There is a growing need for high throughput techniques to determine gene function and spatial/temporal patterns of expression as more human genes are predicted or identified. This includes a requirement for the generation of animal models to examine the effects of single or multiple mutations causing dominant and/or gene dose-dependent genetic diseases (1). In order to accurately recapitulate the endogenous pattern of gene expression in an integration site-independent manner, it is necessary that all the regulatory elements of each gene are preserved. The use of large DNA molecules containing the entire genomic sequence and regulatory elements of a gene, therefore, is not only desirable but also offers a complementary approach to modification of the mouse germ line by gene targeting.

Although there have been a number of studies in which yeast artificial chromosomes (YACs) (2) have been used for this purpose, this approach is limited by the genetic instability of DNA fragments cloned into YAC vectors, the difficulty in obtaining pure intact YAC DNA with high yields and the low frequency of YAC transgene integration (36; our unpublished data).
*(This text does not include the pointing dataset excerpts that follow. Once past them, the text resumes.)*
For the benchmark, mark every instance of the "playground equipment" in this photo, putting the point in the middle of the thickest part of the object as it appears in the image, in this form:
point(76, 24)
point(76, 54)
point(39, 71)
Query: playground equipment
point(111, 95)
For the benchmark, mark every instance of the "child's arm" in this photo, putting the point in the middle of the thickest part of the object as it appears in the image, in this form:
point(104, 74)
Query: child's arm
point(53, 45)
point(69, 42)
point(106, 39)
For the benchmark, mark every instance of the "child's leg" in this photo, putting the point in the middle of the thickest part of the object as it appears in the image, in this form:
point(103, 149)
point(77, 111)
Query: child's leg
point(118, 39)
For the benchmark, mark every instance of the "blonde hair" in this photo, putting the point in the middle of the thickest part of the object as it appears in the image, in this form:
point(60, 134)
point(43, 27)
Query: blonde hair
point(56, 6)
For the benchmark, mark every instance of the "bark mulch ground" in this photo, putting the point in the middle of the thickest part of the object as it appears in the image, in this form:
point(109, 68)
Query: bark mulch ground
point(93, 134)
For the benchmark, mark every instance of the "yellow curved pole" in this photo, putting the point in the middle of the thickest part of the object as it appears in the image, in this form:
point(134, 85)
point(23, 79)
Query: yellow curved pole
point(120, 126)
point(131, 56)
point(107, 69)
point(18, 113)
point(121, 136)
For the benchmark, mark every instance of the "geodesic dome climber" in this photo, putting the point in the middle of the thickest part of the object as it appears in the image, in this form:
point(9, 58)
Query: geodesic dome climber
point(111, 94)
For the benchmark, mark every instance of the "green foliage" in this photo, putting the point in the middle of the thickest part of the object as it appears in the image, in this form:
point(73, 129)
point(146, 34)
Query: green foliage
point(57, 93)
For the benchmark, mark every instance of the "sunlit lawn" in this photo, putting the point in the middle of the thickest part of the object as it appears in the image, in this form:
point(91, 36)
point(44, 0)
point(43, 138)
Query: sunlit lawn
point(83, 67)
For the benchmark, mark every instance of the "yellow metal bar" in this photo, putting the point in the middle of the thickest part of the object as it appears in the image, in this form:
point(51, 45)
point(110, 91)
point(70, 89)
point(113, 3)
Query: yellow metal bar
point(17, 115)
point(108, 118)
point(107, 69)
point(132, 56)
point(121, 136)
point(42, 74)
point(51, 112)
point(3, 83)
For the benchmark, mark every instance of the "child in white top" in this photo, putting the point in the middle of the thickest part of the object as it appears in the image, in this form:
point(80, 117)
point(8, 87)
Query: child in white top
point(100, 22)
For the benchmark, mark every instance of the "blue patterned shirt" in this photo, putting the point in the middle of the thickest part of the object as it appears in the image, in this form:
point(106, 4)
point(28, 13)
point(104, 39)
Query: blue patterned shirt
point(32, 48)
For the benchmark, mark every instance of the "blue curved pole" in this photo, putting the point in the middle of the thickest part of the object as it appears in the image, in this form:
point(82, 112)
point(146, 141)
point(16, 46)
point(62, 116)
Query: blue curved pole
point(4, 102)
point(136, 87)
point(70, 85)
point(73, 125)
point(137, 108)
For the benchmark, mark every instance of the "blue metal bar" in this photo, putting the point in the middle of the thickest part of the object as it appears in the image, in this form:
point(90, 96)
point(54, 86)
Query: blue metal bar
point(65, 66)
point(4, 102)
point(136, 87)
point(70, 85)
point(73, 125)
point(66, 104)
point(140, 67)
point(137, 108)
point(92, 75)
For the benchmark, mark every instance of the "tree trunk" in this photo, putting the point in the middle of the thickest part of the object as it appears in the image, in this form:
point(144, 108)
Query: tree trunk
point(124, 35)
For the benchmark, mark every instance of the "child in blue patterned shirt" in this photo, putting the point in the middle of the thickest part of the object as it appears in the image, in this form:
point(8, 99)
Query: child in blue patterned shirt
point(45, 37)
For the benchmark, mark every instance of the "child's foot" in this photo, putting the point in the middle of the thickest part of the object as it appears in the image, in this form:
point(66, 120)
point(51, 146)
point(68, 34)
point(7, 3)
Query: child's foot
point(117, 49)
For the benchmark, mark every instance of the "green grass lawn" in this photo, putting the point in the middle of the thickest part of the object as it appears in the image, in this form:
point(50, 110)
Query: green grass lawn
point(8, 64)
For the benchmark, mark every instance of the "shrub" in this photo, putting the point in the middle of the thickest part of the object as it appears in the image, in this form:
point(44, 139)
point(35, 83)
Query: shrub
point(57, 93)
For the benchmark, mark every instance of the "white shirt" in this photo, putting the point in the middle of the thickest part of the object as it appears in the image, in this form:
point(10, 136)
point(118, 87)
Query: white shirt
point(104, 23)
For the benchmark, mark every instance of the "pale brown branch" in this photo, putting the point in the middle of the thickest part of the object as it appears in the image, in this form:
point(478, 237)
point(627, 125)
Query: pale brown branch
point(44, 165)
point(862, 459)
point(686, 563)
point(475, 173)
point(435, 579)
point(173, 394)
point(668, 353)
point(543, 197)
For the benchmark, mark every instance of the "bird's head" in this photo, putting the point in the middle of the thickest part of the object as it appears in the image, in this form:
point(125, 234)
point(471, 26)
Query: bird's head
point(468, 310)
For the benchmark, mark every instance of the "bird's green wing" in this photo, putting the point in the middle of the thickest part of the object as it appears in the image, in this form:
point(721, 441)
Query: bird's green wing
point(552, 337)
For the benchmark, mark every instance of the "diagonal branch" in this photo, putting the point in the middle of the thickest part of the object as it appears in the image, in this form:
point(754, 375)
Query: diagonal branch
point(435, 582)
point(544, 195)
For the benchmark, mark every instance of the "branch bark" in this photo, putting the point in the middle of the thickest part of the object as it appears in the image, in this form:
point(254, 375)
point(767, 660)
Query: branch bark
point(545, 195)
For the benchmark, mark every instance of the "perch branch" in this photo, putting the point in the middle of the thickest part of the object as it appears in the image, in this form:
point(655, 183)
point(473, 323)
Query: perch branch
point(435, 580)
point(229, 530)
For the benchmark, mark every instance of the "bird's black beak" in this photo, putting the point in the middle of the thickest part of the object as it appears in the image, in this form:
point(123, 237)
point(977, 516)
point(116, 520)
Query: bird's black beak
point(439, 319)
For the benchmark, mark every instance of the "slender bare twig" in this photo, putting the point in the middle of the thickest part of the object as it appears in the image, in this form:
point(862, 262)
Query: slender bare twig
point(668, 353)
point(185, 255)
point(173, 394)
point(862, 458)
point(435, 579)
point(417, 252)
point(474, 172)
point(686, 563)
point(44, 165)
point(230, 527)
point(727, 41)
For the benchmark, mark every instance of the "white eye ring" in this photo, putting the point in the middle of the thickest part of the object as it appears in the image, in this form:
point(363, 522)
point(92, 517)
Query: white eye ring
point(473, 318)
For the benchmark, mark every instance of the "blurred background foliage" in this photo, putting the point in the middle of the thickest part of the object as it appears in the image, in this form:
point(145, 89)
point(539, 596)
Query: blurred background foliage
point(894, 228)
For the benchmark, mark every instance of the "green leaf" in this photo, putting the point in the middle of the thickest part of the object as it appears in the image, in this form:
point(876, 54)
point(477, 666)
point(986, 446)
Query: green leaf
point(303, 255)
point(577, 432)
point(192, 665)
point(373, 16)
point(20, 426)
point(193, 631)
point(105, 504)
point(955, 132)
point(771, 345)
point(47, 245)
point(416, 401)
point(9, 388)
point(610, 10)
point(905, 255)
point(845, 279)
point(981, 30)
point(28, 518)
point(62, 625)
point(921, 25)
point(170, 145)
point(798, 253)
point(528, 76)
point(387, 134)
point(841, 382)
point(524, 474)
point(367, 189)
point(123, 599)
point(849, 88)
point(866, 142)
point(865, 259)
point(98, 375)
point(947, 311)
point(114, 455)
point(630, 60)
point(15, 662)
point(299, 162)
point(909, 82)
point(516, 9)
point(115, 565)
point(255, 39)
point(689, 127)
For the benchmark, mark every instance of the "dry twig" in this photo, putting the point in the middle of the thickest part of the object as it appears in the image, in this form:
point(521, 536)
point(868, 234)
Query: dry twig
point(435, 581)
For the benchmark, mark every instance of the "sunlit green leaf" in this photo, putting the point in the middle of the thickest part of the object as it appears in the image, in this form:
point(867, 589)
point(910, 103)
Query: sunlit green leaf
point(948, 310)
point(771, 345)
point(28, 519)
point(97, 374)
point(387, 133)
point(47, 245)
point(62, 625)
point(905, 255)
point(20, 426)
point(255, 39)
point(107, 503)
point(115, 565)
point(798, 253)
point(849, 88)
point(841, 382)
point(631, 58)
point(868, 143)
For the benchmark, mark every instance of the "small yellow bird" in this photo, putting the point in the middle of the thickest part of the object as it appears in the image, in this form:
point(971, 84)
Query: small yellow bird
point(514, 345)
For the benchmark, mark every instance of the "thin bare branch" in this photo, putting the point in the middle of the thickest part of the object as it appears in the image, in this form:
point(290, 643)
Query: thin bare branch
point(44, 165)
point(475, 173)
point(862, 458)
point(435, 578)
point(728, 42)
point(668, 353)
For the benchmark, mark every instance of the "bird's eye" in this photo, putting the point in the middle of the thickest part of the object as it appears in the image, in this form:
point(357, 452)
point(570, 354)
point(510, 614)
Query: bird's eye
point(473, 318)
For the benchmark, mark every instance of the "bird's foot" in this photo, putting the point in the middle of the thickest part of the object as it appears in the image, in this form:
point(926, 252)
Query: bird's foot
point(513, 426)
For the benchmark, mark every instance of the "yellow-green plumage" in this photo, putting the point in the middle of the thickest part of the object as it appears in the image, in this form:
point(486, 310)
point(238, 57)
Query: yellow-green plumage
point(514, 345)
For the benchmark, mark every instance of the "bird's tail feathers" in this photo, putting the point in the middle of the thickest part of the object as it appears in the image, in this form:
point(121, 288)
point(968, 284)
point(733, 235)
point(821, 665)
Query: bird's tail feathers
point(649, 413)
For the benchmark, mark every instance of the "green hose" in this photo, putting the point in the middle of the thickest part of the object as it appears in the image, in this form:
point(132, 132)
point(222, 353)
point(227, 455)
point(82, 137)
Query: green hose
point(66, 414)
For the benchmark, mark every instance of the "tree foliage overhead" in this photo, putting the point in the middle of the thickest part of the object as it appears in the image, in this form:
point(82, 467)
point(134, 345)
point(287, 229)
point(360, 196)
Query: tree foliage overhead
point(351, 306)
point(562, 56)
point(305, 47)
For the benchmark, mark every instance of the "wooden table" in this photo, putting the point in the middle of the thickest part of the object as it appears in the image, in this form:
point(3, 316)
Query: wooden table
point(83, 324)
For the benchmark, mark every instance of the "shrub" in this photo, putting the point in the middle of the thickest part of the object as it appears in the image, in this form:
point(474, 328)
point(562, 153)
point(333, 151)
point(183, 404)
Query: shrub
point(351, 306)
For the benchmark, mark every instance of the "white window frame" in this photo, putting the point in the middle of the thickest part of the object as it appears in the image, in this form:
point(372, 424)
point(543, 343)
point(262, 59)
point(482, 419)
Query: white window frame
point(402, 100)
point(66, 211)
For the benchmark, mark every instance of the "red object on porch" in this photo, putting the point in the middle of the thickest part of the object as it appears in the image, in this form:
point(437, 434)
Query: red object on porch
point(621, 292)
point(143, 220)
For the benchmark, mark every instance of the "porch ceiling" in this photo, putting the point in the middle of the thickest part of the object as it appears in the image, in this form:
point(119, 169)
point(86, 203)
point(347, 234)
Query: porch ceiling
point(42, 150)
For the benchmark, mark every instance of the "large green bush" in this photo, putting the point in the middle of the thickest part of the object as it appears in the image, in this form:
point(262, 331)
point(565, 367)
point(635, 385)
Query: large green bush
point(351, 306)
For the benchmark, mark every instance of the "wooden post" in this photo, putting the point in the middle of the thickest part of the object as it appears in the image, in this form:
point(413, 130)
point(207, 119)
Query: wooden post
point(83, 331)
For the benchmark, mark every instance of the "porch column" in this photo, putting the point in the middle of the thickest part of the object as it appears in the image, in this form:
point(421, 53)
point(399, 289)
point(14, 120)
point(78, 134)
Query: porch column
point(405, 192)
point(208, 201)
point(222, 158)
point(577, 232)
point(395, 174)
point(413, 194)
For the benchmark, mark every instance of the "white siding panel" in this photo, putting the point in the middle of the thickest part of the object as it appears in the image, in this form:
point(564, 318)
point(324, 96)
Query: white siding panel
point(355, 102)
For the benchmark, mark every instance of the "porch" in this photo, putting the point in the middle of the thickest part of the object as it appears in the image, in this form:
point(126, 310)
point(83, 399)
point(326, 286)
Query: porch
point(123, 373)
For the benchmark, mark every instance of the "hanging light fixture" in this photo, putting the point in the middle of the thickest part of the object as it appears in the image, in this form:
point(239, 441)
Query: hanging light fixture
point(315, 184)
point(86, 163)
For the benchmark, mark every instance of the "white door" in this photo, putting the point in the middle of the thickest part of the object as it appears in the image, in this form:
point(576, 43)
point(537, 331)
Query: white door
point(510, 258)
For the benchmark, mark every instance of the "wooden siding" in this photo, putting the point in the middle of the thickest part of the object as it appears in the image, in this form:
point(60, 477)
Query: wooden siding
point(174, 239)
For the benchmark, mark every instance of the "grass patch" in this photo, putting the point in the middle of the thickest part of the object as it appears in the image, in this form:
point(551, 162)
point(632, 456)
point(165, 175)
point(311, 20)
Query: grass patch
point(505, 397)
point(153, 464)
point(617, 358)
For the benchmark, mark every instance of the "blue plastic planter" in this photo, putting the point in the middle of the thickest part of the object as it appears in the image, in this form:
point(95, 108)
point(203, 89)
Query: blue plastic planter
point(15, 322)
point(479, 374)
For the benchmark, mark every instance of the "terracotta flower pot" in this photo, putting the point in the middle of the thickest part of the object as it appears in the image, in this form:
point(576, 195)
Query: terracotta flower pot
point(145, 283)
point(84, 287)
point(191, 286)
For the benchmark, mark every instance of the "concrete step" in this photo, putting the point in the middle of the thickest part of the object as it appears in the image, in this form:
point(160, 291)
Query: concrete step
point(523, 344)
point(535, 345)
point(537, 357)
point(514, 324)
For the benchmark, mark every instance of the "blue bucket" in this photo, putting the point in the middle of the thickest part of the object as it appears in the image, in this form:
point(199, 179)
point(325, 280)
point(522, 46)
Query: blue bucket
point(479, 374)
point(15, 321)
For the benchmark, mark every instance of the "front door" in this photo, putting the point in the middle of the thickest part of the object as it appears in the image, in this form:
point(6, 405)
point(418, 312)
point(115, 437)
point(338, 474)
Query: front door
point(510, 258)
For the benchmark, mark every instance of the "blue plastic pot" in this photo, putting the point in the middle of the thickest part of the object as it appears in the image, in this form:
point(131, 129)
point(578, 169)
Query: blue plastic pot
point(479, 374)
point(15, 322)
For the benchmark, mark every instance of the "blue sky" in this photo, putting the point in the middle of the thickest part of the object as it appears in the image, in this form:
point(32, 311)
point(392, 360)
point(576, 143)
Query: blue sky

This has focused attention on the development of other useful systems for cloning large DNA fragments such as those of P1s bacteriophages (7), P1 artificial chromosomes (PACs) (8) and bacterial artificial chromosomes (BACs) (9). Library availability, size of insert and insert stability are attractive features of BACs and PACs and have led to their widespread use in genome sequencing experiments (10).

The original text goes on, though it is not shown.